Весна

Как красиво все начиналось:
Небо, солнце, цветы
И ты…
Что мне сейчас осталось,
Кроме пустоты...
Вместе в небо шагали,
Вместе детей рожали,
Вместе с тобою мечтали
Мы умереть…
(В памяти все не стереть).
Небо сталось небом.
Солнце все так же светит.
В поле растут цветы.
Вырастут наши дети,
Но их не увидишь ты…
       

       Весна. Погода, как всегда в это время года, поражала своей неустойчивостью. Ясные солнечные деньки с голубым небом, тающими сугробами и звонкой капелью с крыш парашютных домиков и крыльев застоявшихся за зиму самолетов сменялись вдруг неожиданно пасмурными днями с холодным пронизывающим ветром и небом, затянутым серыми тяжелыми тучами.
       Сегодня был один из таких дней, и ехать на аэродром не хотелось. С утра было ясно, что погоды не будет: ветер колыхал провода за окном, трепал верхушки деревьев, а небо было таким серым и угрюмым, что все это невольно накладывало отпечаток на настроение. Опытные спортсмены в такую погоду на прыжки не показывались. Но, работа есть работа, появиться на аэродроме все-таки было нужно, и они с мужем, оценив погоду, тщательно собирались. Надев пару олимпийских костюмов, она “змеюшкой”, как говорил муж, влезла в свой любимый черный комбез из “лаке”; сверху надела демисезонную лётную куртку, на голову – толстую белую вязаную шапочку, и была почти готова.
       Муж уже, как всегда одетый, почти полностью в летное обмундирование: комбез, меховую зимнюю куртку, летный свитер (исключение составляли валенки и кроличья шапка-ушанка), поджидал ее у порога и улыбался, видя, как она, с трудом сгибаясь, натягивает валенки.
       Наконец, они вышли из дома. Ветер дул в спину, подгоняя и едва не сбивая с ног. Она взяла мужа под руку, с улыбкой отмечая любопытные взгляды прохожих и сознавая, как необычно они с мужем смотрятся на улицах города и в общественном транспорте. Но это ее нисколько не смущало и не шокировало: то, что в городе смотрелось необычно, на аэродроме было, как нельзя более, кстати, подходящей одеждой. Оденься они по-другому, через полчаса на открытом поле аэродрома, они просто-напросто замерзли бы, а проторчать на пронизывающем ветру предстояло как минимум полдня.
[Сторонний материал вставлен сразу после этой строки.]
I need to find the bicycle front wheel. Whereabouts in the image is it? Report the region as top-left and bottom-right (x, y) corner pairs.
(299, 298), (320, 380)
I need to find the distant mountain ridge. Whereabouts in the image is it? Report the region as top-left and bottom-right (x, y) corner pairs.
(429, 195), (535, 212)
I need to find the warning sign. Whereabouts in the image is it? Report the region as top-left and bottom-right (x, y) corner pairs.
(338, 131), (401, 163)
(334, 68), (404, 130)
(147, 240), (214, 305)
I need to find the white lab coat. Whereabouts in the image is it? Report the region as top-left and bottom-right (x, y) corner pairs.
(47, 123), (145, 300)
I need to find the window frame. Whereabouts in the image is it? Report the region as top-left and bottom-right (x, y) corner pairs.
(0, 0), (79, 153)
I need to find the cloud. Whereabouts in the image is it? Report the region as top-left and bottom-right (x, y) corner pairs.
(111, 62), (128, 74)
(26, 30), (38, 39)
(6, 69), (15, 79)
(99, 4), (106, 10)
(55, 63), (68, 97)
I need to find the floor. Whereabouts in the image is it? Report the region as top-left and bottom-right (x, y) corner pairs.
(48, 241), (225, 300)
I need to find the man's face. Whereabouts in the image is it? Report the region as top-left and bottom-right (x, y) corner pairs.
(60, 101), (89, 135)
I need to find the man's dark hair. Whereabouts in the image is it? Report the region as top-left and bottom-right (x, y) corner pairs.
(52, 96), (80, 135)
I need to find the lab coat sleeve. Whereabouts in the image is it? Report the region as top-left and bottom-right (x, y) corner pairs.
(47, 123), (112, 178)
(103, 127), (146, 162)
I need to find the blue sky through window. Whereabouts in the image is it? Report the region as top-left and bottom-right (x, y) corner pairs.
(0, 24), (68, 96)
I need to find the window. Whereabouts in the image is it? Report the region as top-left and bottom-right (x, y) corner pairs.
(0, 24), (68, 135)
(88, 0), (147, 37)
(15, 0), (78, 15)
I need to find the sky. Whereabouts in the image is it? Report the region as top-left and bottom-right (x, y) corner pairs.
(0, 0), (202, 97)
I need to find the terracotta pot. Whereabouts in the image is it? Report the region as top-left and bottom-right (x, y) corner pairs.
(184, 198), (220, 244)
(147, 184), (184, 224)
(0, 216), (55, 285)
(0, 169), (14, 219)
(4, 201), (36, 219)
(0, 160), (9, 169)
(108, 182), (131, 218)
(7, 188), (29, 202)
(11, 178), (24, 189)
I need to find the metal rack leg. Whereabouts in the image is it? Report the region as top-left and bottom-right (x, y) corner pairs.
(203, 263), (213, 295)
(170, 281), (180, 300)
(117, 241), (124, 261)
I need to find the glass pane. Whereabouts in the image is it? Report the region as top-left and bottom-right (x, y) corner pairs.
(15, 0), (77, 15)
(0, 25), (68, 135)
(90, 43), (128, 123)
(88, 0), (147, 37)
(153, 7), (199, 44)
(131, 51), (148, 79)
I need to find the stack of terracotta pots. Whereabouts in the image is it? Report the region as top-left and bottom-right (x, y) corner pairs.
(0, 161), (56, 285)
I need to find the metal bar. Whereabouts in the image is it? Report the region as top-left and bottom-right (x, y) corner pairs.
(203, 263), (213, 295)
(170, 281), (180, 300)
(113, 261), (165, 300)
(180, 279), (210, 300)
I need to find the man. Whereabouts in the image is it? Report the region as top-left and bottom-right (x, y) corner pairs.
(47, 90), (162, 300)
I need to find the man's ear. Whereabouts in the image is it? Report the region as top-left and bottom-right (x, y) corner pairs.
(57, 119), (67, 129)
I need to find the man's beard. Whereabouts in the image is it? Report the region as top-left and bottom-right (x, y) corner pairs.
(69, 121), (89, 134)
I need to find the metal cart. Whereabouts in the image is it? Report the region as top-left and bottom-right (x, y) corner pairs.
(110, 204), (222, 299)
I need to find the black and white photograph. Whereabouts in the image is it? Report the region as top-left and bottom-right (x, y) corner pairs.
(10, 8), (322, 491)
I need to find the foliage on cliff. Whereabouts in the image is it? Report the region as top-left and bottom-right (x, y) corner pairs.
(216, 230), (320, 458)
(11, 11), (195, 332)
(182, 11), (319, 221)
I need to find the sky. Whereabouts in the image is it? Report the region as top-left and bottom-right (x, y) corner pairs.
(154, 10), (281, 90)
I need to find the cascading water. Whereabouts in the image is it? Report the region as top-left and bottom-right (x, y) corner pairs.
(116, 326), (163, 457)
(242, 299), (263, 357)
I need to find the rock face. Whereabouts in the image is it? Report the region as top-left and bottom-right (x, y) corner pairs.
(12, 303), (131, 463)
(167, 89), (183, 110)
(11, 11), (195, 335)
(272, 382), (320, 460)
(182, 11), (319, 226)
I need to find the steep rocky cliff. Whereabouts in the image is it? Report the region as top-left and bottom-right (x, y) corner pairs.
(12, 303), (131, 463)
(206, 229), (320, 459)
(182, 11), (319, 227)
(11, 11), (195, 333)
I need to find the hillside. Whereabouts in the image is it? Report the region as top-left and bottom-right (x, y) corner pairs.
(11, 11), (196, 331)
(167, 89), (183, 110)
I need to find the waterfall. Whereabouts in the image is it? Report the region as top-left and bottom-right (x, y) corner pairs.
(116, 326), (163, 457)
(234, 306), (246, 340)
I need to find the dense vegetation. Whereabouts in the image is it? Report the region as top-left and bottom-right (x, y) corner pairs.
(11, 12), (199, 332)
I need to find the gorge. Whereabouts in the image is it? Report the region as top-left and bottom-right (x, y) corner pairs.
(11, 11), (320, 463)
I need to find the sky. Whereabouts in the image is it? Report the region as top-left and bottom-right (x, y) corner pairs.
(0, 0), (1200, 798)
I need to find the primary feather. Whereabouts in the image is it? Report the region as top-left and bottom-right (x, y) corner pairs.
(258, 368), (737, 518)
       Добравшись на трамвае почти до самого клуба, они разошлись по своим рабочим местам: муж пошел на парашютный склад, она же зашла в медпункт, проверить: все ли на месте в ее медицинском чемоданчике. Бросив в чемодан еще несколько бинтов и захватив шины, она вышла в коридор. Спортсмены уже грузили парашюты; заглянув на склад, она отметила, что ее парашют кто-то унес, и не торопясь направилась на улицу.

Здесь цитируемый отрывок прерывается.